Here I am, twenty years later, near another beautiful city and I haven’t really seen it except for the Golden Gate, Crooked Street and Golden Gate Park. That is a little exaggeration, because I have seen a few other places, but nevertheless, the city has largely been a stranger to me. In the past few months that we’ve been coming up to the city with Maya, we’ve finally started to get to know San Francisco better.
The day began with Maya wanting to have croissant and milk, her favorite breakfast when we come up to the city. She then wanted to go play at Dolores Park. Summer is almost here and that means San Francisco is beginning its second winter. The wind was shaking the trees like some storm was heading our way and it was cold. Shanthala elected to stay indoors a little longer and so, Maya and I took the public transit and headed to the park. Once we got there, we found that the play structure was sealed off, torn down for renovation. We stood there wondering what to do when we saw an old tram approaching. Papa, lets just get on the tram and go, she said. So, thats what we did.
We got off at some random stop when Maya thought it fit to get off. We wandered the streets a bit and Maya said that she wanted to ride a tram into the tunnel and then take the stairs to surface from the tunnel. Instead of doing our usual run up to Embarcadero, I decided to jump off the tram at the Civic Center. Maya had seen the City Hall from the car a couple of times and so she was eager to see it up close.
We followed a sign titled United Nations Plaza to the surface from the underground. What a beautiful sight greeted us!

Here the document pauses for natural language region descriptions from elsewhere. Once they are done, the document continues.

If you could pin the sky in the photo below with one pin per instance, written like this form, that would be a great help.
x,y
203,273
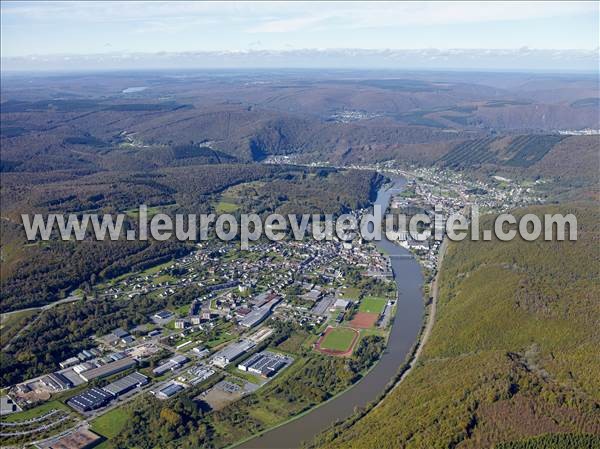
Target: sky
x,y
33,29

The sight seemed straight out of some European city. Maya squealed her delight and started running up and down the wide, pedestrian mall. And her delight turned to squeals when she spotted the fountain behind us.

Signs of how little I know of the world I’m immersed in becomes apparent once again. The entire place is covered with aspects about the UN. Quotes from different people about the need for UN, date the UN charter was signed, a pillar for each year since the UN wS founded with a list of nations that joined that year and so on. I thought that all this was in keeping with the name of the plaza.
Almost seventy years ago, between April 13 and June 26 of 1945, 50 allied nations met in San Francisco with the aim of setting up a global organization that would help resolve conflict through peaceful means. The US along with 50 other allied nations and various non-governmental agencies crafted the UN Charter, here in San Francisco, creating the UN. So, the plaza we were on was not just another dedication to the UN. It was where the UN was founded!
The plaza was mostly empty except for a homeless man sitting by the fountain. Gulls and pigeons were the only other animals that seemed to have more than a second’s interest in the place besides us. Maya ran round and round the fountain, chasing the birds or just watching the water. The fountain is not particularly pretty or memorable.
Back in 2003, the fountain was almost demolished. From a newspaper article published in 2003:
“It’s become an intolerable situation, and we don’t have additional resources to continually clean it,” said Alex Mamak, a spokesman for the Department of Public Works.
Department crews clean out human filth and hypodermic needles every morning, only to find a new mess the next morning, Mamak said.”
Something happened after that time because the fountain is still here and looked quite clean. The only droppings I saw were the birds’.
After exhausting the novelty of the fountain, Maya headed towards the Civic Center, passing a large statue of Simon Bolivar on horseback and a monument called the Pioneer Monument.

Along the way, pillars framed the mall upto Bolivar’s statue with each pillar dedicated to a year when one or more nations joined the UN. One of my memories from history lessons from school is that only 4 nations were not part of the UN, one of which was Switzerland, a nation long famed for its neutrality. So, what do I see on the pillar dedicated to the year 2002 ? Switzerland.
As we approached the City Hall, Maya spotted a children’s playground and took off running. I stayed behind, trying to get different shots of the City Hall.

After lunch, Maya, Shanthala and I headed to Embarcadero where Maya spent a considerable time playing at another fountain, the strange looking structure called Quebec Libre. Constructed by a Quebecois sculptor called Armand Vaillancourt, it is a structure that Shanthala immediately considered ugly, grotesque and an eye sore. It seems to be an opinion shared by others. One critic called it, “Stonehenge unhinged with plumbing troubles” and another described it as “the funeral of beauty in art”. One blog recently bemoaned the logic behind spending $1000 a day to pump water through the fountain.

But, Maya was oblivious to all of this. There was water and she could get wet. That’s all that mattered as she ran along the pathway that took her into the heart of the fountain, with water spilling all around her.

The afternoon turned out to be quite beautiful and warm. Thanks to Maya, we were enjoying a mild summer day in the city that is considered by many to be the city to visit in the US.